US raises rights with China in counterterror talks
An elderly Muslim man talks to a younger man outside a mosque in Urumqi, the capital of farwest China's Muslim Uighur homeland of Xinjiang, on May 23, 2014 - by Goh Chai Hin
US and Chinese officials met Tuesday in Washington on counterterrorism cooperation, amid Beijing's widening crackdown on Uighur activists in the far western Xinjiang region following a string of deadly attacks.
State Department spokeswoman Jen Psaki said the US side highlighted to China a "comprehensive approach" on counterterrorism, including the need to respect minority rights.
"We will continue to urge Chinese officials to take steps to reduce tensions and uphold its international commitments to protect religious freedom," Psaki told reporters.
Beijing has cast its fight against Uighur separatists as akin to the US-led "war on terror" following the September 11, 2001 attacks.
China has witnessed a rising number of attacks blamed on Uighur militants, including a knife assault on a train station that killed 29 people in March and an explosive and vehicle attack in a market that killed 39 in May.
Chinese state-run media quoted Vice Foreign Minister Chen Guoping, who took part in the talks, as describing the meeting as a way to build trust between the United States and China.

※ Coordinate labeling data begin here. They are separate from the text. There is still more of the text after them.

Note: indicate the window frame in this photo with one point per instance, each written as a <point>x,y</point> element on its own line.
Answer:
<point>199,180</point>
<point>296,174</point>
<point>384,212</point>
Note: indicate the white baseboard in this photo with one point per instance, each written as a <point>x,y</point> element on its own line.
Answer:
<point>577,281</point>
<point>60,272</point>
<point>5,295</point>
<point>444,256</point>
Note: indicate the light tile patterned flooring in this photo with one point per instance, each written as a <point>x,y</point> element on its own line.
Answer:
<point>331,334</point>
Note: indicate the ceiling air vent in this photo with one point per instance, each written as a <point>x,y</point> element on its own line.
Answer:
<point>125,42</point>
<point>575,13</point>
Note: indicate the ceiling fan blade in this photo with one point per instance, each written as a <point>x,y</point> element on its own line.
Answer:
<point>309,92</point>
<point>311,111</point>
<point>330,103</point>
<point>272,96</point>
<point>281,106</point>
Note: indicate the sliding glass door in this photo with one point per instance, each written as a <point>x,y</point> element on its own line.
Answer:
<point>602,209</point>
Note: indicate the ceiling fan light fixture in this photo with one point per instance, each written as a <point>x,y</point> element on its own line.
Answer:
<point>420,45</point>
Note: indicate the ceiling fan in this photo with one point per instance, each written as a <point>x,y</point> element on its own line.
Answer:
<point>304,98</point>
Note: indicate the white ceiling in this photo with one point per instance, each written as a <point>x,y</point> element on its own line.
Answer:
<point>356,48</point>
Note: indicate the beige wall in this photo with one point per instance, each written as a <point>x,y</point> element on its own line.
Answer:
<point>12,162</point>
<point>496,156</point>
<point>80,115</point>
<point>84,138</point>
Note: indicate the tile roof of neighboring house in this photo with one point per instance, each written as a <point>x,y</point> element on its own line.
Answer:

China voiced opposition to "double standards" on terrorism, he said, adding that the United States showed understanding over Beijing's efforts to crack down on the militant East Turkestan Islamic Movement.
Critics say that China has alienated Uighurs, who are mostly Muslim, through cultural and religious repression and that organized militants are a negligible force.
Sophie Richardson, the China director at Human Rights Watch, estimated that Beijing in recent weeks has prosecuted at least 200 Uighurs on terror charges in trials "not within a nautical mile of international standards."
Richardson said she was "baffled" why the United States would hold the dialogue, as China was seeking an "imprimatur of approval" and Washington could take up practical issues of cooperation elsewhere.
"If you're a Uighur who has just been sentenced baselessly on terrorism charges and you see that the US is engaging in a counter-terrorism dialogue with the Chinese government, what's your perception of where Washington's interests are or what its priorities are?" she asked.
Richardson said that the United States, which agreed to resume the dialogue during a recent visit to Beijing by Secretary of State John Kerry, should have set conditions for the talks such as the release of Ilham Tohti, a prominent academic detained on charges that could carry the death penalty.